Pier Paolo Pasolini – Il piacere dello scandalo

Io penso che scandalizzare sia un diritto, essere scandalizzati un piacere e chi rifiuta di essere scandalizzato è un moralista”. Questa provocatoria affermazione è stata espressa da Pier Paolo Pasolini durante un’intervista con la stampa francese sul suo film-testamento Salò o le 120 giornate di Sodoma e riassume efficacemente la propria personalità artistica e intellettuale.

A cinquant’anni dal delitto-Pasolini, bisogna iniziare dal fondo per poter rileggere e integrare nell’oggi il pensiero del grande poeta e cineasta, partendo proprio da quella terribile e fatidica notte fra il 2 e il 3 novembre del 1975 all’Idroscalo di Ostia.

Diversi film, speciali TV e documentari hanno cercato di fare il punto sull’oscuro legame fra Pino Pelosi e Pier Paolo Pasolini, legame che nel corso del tempo ha fatto emergere una nuova realtà dei fatti: Pelosi non ha ucciso Pasolini.

La macchinazione di David Grieco (disponibile sulla piattaforma gratuita RaiPlay) tenta di rileggere l’ultima fase della vita del poeta, quando era impegnato nella realizzazione del film Salò e contemporaneamente stava scrivendo il suo monumentale romanzo sperimentale Petrolio. In parallelo si racconta l’amicizia tra Pasolini e il giovane omosessuale Pino Pelosi, noto anche come Pelosino o Pino la “rana”. Grieco, un tempo assistente di Bertolucci e Pasolini, è noto soprattutto per il suo esordio registico Evilenko, ispirato alla figura del Mostro di Rostov. Un’opera dilettantesca e a tratti persino ridicola. Si evince in Grieco la vocazione per il cinema di genere e in La macchinazione è ben presente questo linguaggio ma maggiormente calibrato rispetto al suo debutto registico. Massimo Ranieri incarna un Pasolini martirizzato e sofferente con asciutta efficacia, all’interno di un prodotto medio italiano che ripercorre i moduli del cinema di impegno civile, ibridandoli con il giallo-poliziesco e la fiction televisiva. Un’operazione onesta che si offre come rovesciamento schematico del Pasolini di Abel Ferrara.

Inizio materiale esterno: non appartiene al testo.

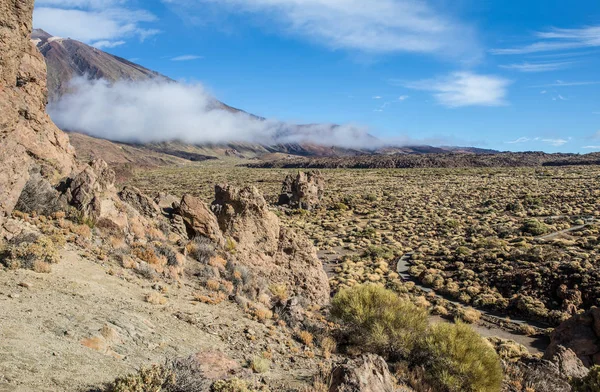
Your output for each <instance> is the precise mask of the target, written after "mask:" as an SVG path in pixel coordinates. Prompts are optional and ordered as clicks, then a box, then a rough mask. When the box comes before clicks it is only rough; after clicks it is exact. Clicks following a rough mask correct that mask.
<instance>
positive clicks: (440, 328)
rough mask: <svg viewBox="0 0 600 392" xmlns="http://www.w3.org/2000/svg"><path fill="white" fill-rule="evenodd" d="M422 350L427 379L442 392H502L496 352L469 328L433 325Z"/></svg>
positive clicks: (459, 324) (427, 336)
mask: <svg viewBox="0 0 600 392" xmlns="http://www.w3.org/2000/svg"><path fill="white" fill-rule="evenodd" d="M422 342H423V343H422V344H423V345H422V347H420V348H419V351H420V354H421V355H423V362H424V366H425V369H426V370H427V371H426V379H427V380H428V382H429V383H430V384H431V385H433V386H435V388H436V390H438V391H442V392H463V391H464V392H494V391H500V386H501V384H502V377H503V373H502V367H501V364H500V359H499V358H498V355H497V354H496V352H495V351H494V349H493V348H492V347H491V346H490V345H489V344H488V343H487V342H485V341H484V340H483V339H482V338H481V337H480V336H479V335H478V334H477V333H476V332H475V331H473V330H472V329H471V328H470V327H469V326H468V325H466V324H462V323H460V322H459V323H457V324H446V323H438V324H435V325H433V326H432V327H431V328H430V330H429V332H428V333H427V336H426V337H425V339H424V340H423V341H422Z"/></svg>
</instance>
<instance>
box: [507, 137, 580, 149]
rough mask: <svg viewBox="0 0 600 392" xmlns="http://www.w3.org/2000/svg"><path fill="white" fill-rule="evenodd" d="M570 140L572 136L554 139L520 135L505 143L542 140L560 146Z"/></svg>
mask: <svg viewBox="0 0 600 392" xmlns="http://www.w3.org/2000/svg"><path fill="white" fill-rule="evenodd" d="M570 140H571V138H568V139H562V138H555V139H552V138H543V137H539V136H538V137H533V138H532V137H526V136H523V137H520V138H518V139H516V140H511V141H508V142H504V143H506V144H521V143H527V142H542V143H546V144H550V145H552V146H555V147H560V146H562V145H564V144H566V143H568V142H569V141H570Z"/></svg>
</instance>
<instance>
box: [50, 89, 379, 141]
mask: <svg viewBox="0 0 600 392" xmlns="http://www.w3.org/2000/svg"><path fill="white" fill-rule="evenodd" d="M71 91H72V92H71V93H70V94H67V95H64V96H63V97H62V98H61V99H60V100H59V101H57V102H54V103H52V104H50V105H49V106H48V113H49V114H50V116H51V117H52V119H53V120H54V122H55V123H56V124H57V125H58V126H59V127H60V128H62V129H65V130H71V131H79V132H84V133H87V134H90V135H92V136H96V137H101V138H106V139H110V140H116V141H124V142H160V141H167V140H181V141H184V142H188V143H225V142H234V141H237V142H251V143H264V144H277V143H301V142H312V143H316V144H319V145H328V146H334V145H335V146H340V147H369V146H372V147H375V146H377V145H378V143H379V142H378V141H377V140H376V139H373V138H372V137H371V136H369V135H368V133H367V131H366V129H364V128H362V127H358V126H352V125H343V126H337V125H331V124H315V125H308V126H297V125H293V124H289V123H285V122H281V121H276V120H261V119H258V118H256V117H252V116H250V115H249V114H246V113H244V112H237V113H232V112H230V111H226V110H220V109H215V107H217V105H216V101H215V99H214V98H212V97H211V96H210V95H209V94H207V92H206V91H205V89H204V88H203V87H202V86H201V85H184V84H179V83H169V82H159V81H145V82H129V81H120V82H116V83H114V84H112V85H110V84H109V83H108V82H106V81H103V80H95V81H91V80H86V79H84V78H76V79H74V80H73V81H72V85H71ZM117 103H118V104H117Z"/></svg>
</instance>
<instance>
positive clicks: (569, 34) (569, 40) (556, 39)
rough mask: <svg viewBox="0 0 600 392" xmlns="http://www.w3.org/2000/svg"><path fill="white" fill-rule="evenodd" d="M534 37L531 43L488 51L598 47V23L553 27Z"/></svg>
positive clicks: (531, 49)
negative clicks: (592, 23)
mask: <svg viewBox="0 0 600 392" xmlns="http://www.w3.org/2000/svg"><path fill="white" fill-rule="evenodd" d="M535 37H536V38H537V39H538V41H536V42H534V43H532V44H529V45H525V46H520V47H514V48H503V49H492V50H491V51H490V53H492V54H497V55H514V54H528V53H538V52H554V51H563V50H572V49H581V48H593V47H600V25H599V26H587V27H582V28H579V29H559V28H553V29H550V30H548V31H541V32H538V33H536V34H535Z"/></svg>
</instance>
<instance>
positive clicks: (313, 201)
mask: <svg viewBox="0 0 600 392" xmlns="http://www.w3.org/2000/svg"><path fill="white" fill-rule="evenodd" d="M324 188H325V180H324V179H323V176H322V175H321V172H320V171H318V170H315V171H310V172H306V173H303V172H298V175H297V176H296V177H295V178H294V177H293V176H291V175H288V176H287V177H286V178H285V180H284V181H283V186H282V189H281V194H280V195H279V203H278V204H279V205H289V206H291V207H293V208H301V209H304V210H312V209H313V208H315V207H317V206H318V205H319V203H320V202H321V199H322V198H323V193H324Z"/></svg>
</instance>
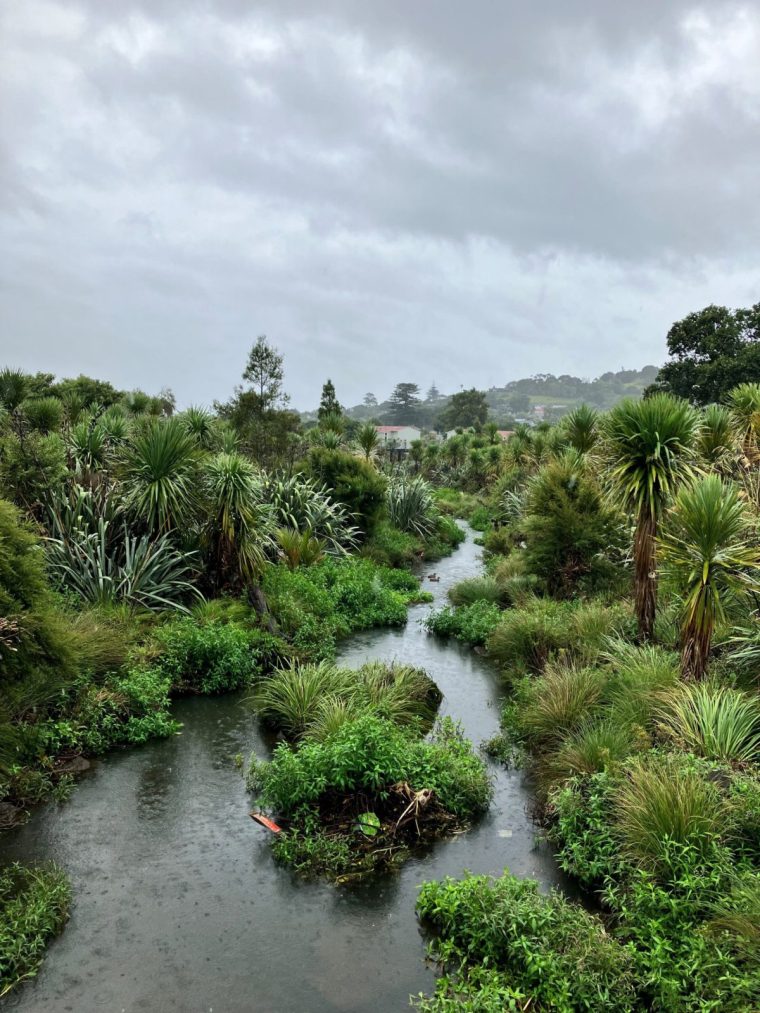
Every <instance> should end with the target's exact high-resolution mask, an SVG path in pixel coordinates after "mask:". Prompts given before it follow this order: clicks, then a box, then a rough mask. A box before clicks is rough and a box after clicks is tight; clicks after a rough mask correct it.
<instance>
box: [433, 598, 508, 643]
mask: <svg viewBox="0 0 760 1013" xmlns="http://www.w3.org/2000/svg"><path fill="white" fill-rule="evenodd" d="M501 617H502V612H501V609H500V608H499V606H498V605H496V604H495V603H493V602H487V601H482V600H480V601H475V602H473V603H472V605H463V606H460V607H459V608H455V609H452V608H450V607H448V606H446V607H445V608H443V609H441V610H440V611H439V612H433V613H431V614H430V616H428V618H427V619H426V622H425V624H426V626H427V628H428V629H429V630H430V632H431V633H435V634H436V635H437V636H452V637H455V638H456V639H457V640H462V641H463V642H464V643H469V644H471V645H472V646H473V647H477V646H481V645H482V644H484V643H485V642H486V640H487V639H488V637H489V636H490V635H491V633H492V632H493V630H495V629H496V628H497V626H498V625H499V622H500V620H501Z"/></svg>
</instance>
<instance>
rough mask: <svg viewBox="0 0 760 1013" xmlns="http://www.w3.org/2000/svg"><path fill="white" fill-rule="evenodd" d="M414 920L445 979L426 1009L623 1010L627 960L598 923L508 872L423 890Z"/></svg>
mask: <svg viewBox="0 0 760 1013" xmlns="http://www.w3.org/2000/svg"><path fill="white" fill-rule="evenodd" d="M417 912H419V914H420V917H421V918H422V919H424V920H425V921H427V922H428V923H430V925H431V926H432V927H433V928H434V929H435V930H436V933H437V936H436V940H435V942H434V944H433V954H434V955H435V957H436V958H437V959H438V960H439V961H440V962H441V963H442V964H444V965H445V966H446V967H450V968H451V969H452V971H453V973H452V975H448V976H447V977H446V978H444V979H442V980H441V981H440V982H439V986H438V991H437V994H436V996H435V997H434V998H433V999H423V1000H422V1002H421V1003H420V1004H419V1008H421V1009H425V1010H431V1011H433V1010H436V1011H438V1010H441V1011H443V1010H454V1009H465V1010H497V1009H500V1010H501V1009H527V1008H528V1006H527V1005H526V1004H527V1003H530V1004H531V1005H534V1004H535V1005H536V1008H537V1009H557V1010H600V1009H605V1010H620V1011H623V1010H629V1009H631V1007H632V1004H633V998H634V989H633V968H632V961H631V957H630V953H629V952H628V951H627V950H626V949H625V948H623V947H622V946H619V945H618V944H617V943H616V942H615V940H614V939H613V938H612V937H611V936H610V935H609V934H608V933H607V932H606V930H605V928H604V926H603V923H602V922H601V920H600V919H599V918H595V917H594V916H593V915H590V914H588V913H587V912H585V911H584V910H583V909H582V908H581V907H580V906H578V905H573V904H569V903H568V902H566V901H565V900H563V899H562V897H561V895H560V894H558V893H550V894H549V895H548V897H541V894H539V892H538V888H537V886H536V883H533V882H530V881H526V880H522V881H521V880H519V879H516V878H515V877H514V876H511V875H509V874H505V875H503V876H502V877H501V878H498V879H491V878H489V877H488V876H467V877H466V878H464V879H462V880H459V881H457V880H452V879H447V880H445V881H444V882H442V883H437V882H428V883H425V884H424V886H423V888H422V890H421V892H420V900H419V902H417Z"/></svg>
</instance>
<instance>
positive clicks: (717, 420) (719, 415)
mask: <svg viewBox="0 0 760 1013" xmlns="http://www.w3.org/2000/svg"><path fill="white" fill-rule="evenodd" d="M736 447H737V434H736V430H735V425H734V419H733V417H732V413H731V411H730V410H729V409H728V408H726V407H724V405H721V404H708V405H707V407H706V408H705V409H704V411H703V412H702V424H701V427H700V430H699V439H698V440H697V451H698V454H699V458H700V460H701V461H702V462H703V463H704V464H706V465H707V466H708V467H709V468H710V469H716V470H721V469H724V468H725V467H726V466H727V465H728V464H729V462H730V460H731V458H732V456H733V454H734V451H735V450H736Z"/></svg>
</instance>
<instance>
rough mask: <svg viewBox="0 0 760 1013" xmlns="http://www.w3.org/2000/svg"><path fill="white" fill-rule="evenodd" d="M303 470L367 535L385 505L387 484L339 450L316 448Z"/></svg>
mask: <svg viewBox="0 0 760 1013" xmlns="http://www.w3.org/2000/svg"><path fill="white" fill-rule="evenodd" d="M305 470H306V472H307V474H308V476H310V477H311V478H314V479H315V480H316V481H318V482H321V483H323V484H324V486H325V487H326V488H327V491H328V492H329V493H330V495H331V496H332V497H333V498H334V499H335V500H336V501H337V502H338V503H343V505H344V506H346V508H347V509H348V510H349V511H350V512H351V513H352V514H353V515H354V517H355V518H356V522H357V524H358V525H359V527H360V528H361V530H362V531H363V532H364V533H365V534H370V533H371V532H372V530H373V528H374V526H375V524H376V523H377V521H378V518H379V516H380V511H381V509H382V506H383V503H384V497H385V487H386V482H385V479H384V478H383V476H382V475H381V474H380V473H379V472H378V471H376V470H375V468H374V467H373V465H371V464H370V463H369V462H367V461H363V460H362V459H361V458H358V457H355V456H354V455H353V454H349V453H347V452H346V451H341V450H327V449H326V448H322V447H315V448H313V449H312V450H311V452H310V453H309V457H308V461H307V462H306V465H305Z"/></svg>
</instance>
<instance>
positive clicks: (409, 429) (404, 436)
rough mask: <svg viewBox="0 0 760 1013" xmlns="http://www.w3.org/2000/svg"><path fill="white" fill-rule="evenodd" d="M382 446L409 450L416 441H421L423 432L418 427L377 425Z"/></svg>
mask: <svg viewBox="0 0 760 1013" xmlns="http://www.w3.org/2000/svg"><path fill="white" fill-rule="evenodd" d="M375 428H376V430H377V435H378V437H379V438H380V444H381V446H383V447H389V448H391V449H393V450H408V449H409V447H410V446H411V444H412V443H413V441H414V440H420V438H421V437H422V435H423V432H422V430H419V428H417V427H416V425H376V426H375Z"/></svg>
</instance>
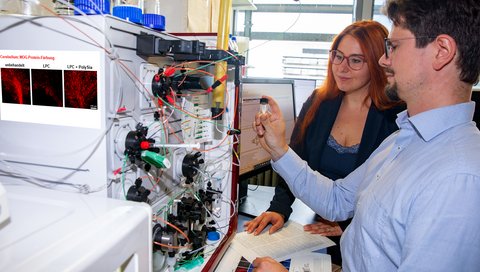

Il dramma lirico e visionario di Ferrara (sempre disponibile su RaiPlay), impiega la maschera di Willem Defoe (interprete feticcio del cineasta) per dare corpo al Pasolini-pensiero e al tramonto esistenziale e intellettuale del poeta. Ricco di digressioni metanarrative, l’atipico biopic del controverso cineasta newyorkese penetra nella carne viva delle ultime opere pasoliniane, ricostruendo un episodio del romanzo incompiuto Petrolio e alcune sequenze del film mai realizzato Porno-Teo-Kolossal (facendovi persino recitare Ninetto Davoli), che avrebbe dovuto rappresentare il secondo capitolo della Trilogia della morte dopo Salò.

RaiPlay, nella sezione Fuori Orario. Cose (mai) viste, offre anche l’opportunità di scoprire il bel documentario di Francesco Bortolini realizzato nel 1976 per RaiDue, a un anno dalla morte del poeta. Il sogno di una cosa (titolo preso in prestito dal romanzo d’esordio di Pasolini) racconta l’esperienza friulana del grande intellettuale, anni in cui Pasolini studiava la cultura friulana dal punto di vista linguistico e antropologico, operazione che in seguito portò avanti nelle borgate romane.

Su Amazon Prime è invece disponibile Ostia, opera prima di Sergio Citti, scritta dallo stesso Citti e Pasolini che figura anche in veste di produttore. È quasi una prosecuzione di Accattone a distanza di nove anni (sempre con Franco Citti), asciugando il realismo presente nel capolavoro del 1961, ampliandone la dimensione metaforica e sfociando nell’apologo fiabesco. Prosaicità e misticismo, due componenti indissolubili all’interno dell’opera filmica pasoliniana, raggiungono in questo lavoro un punto di non ritorno. Un’eredità teorico-ideologica che Sergio Citti ha saputo abilmente fare propria e rielaborare.